The four leaders held a call on Sunday, two days after Chancellor Angela Merkel and French President Francois Hollande traveled to Moscow for talks with Putin that produced no breakthrough in the nearly year-long conflict that has claimed over 5,000 lives.

After the call, Ukraine President Petro Poroshenko said progress had been made and that he was hopeful the meeting in Minsk would lead to a "swift and unconditional ceasefire" in eastern Ukraine, where pro-Russian separatists have stepped up a military offensive in recent weeks, seizing new territory.

A Ukraine military spokesman said on Sunday that intense fighting was continuing around the rail junction town of Debaltseve, with rebel fighters making repeated attempts to storm lines defended by government troops.

At a high-level security conference in Munich over the weekend, Merkel said it was uncertain whether further negotiations would lead to a deal with Putin but argued that all opportunities for a diplomatic solution should be pursued.

She came under sharp criticism from U.S. senators Lyndsey Graham and John McCain, both Republican hawks, for opposing the sending of defensive weapons to the Ukraine army to help it fight the separatists.

"The Ukrainians are being slaughtered and we're sending them blankets and meals," McCain said in Munich. "Blankets don't do well against Russian tanks."

U.S. Secretary of State John Kerry sought to play down the differences with Europe.

"Will we remain united?

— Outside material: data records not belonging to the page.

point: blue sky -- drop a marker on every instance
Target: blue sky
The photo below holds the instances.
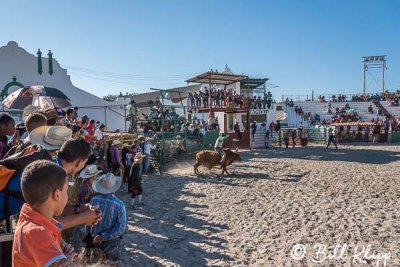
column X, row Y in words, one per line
column 300, row 45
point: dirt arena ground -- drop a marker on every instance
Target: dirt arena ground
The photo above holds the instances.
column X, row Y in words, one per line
column 278, row 207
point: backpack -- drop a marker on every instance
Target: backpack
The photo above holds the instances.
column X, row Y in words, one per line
column 11, row 199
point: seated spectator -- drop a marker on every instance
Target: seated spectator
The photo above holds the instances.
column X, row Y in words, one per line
column 370, row 110
column 37, row 238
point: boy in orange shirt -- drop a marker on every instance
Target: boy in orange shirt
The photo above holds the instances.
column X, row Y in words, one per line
column 37, row 237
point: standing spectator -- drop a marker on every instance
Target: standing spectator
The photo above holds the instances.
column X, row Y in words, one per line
column 294, row 135
column 116, row 157
column 135, row 180
column 68, row 120
column 108, row 232
column 90, row 129
column 126, row 148
column 271, row 129
column 99, row 133
column 266, row 133
column 7, row 127
column 76, row 115
column 236, row 127
column 286, row 138
column 148, row 147
column 253, row 128
column 190, row 99
column 332, row 138
column 85, row 191
column 33, row 121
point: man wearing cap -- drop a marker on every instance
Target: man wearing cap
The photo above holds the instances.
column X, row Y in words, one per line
column 108, row 233
column 85, row 191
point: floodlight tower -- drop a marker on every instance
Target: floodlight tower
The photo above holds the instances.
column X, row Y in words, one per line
column 374, row 62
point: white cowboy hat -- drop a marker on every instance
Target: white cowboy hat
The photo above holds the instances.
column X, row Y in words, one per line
column 107, row 184
column 29, row 109
column 89, row 171
column 116, row 142
column 50, row 137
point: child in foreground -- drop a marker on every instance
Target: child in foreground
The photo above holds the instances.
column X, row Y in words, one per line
column 37, row 237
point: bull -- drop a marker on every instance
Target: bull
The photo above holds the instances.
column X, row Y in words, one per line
column 210, row 159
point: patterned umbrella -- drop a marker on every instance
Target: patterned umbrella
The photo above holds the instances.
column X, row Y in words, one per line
column 37, row 95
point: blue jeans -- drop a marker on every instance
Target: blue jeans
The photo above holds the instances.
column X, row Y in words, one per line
column 146, row 163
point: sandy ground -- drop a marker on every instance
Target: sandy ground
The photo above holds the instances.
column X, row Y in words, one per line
column 271, row 201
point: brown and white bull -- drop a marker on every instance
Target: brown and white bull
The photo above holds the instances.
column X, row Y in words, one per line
column 210, row 159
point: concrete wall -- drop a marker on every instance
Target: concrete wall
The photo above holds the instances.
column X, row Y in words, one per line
column 15, row 61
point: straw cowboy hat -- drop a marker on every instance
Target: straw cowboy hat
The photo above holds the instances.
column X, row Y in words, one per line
column 29, row 110
column 50, row 137
column 116, row 142
column 107, row 184
column 139, row 156
column 89, row 171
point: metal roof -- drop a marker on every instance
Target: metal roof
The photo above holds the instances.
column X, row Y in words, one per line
column 213, row 77
column 252, row 83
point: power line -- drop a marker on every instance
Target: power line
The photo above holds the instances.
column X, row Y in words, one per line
column 120, row 82
column 126, row 76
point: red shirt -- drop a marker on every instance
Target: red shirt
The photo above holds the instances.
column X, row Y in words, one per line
column 37, row 240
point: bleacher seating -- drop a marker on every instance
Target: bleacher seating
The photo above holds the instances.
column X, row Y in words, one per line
column 322, row 108
column 393, row 110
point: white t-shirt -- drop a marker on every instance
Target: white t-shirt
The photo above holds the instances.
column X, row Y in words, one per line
column 98, row 134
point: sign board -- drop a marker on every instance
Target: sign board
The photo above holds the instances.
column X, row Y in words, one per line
column 258, row 111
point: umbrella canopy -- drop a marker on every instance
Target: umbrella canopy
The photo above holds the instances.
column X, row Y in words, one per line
column 37, row 95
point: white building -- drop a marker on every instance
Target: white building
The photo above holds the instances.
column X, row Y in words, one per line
column 19, row 68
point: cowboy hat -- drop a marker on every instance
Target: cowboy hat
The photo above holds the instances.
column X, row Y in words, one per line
column 89, row 171
column 50, row 137
column 116, row 142
column 107, row 184
column 28, row 110
column 139, row 156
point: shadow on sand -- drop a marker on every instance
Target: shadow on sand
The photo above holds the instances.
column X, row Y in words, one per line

The answer is absolutely, positively, unequivocally we are united, we will remain united," Kerry told the conference on Sunday, describing any differences as tactical rather than strategic.

Members of the Obama administration are also believed to be skeptical about arming Ukraine but the president faces intense pressure from a Republican-led Congress to act.

The Germans believe sending weapons to a depleted Ukraine army would not improve its chances against separatists armed with "unlimited" supplies of Russian military equipment.

They also fear that delivering arms would internationalize the conflict, playing into the hands of Putin, who has painted the crisis as a western plot to weaken Russia.

Putin is in the driver's seat and would almost certainly counter any effort to supply the Ukrainian army with weapons by increasing Russian assistance. Nor will the Russian president make a deal that in any way weakens the position of the rebels. He doesn't have to. The Russian/rebel coalition is making progress against the undermanned, under supplied Ukrainian army and while government forces are giving a good account of themselves, there is no doubt they are being pushed back.

The bottom line: Neither the US or Europe will go to war against Russia to save Ukraine. As long as Putin can maintain the fig leaf of Russian non-involvement and the rebels keep advancing, the Russian president isn't likely to do anything that would antagonize the west to the point where they would intervene.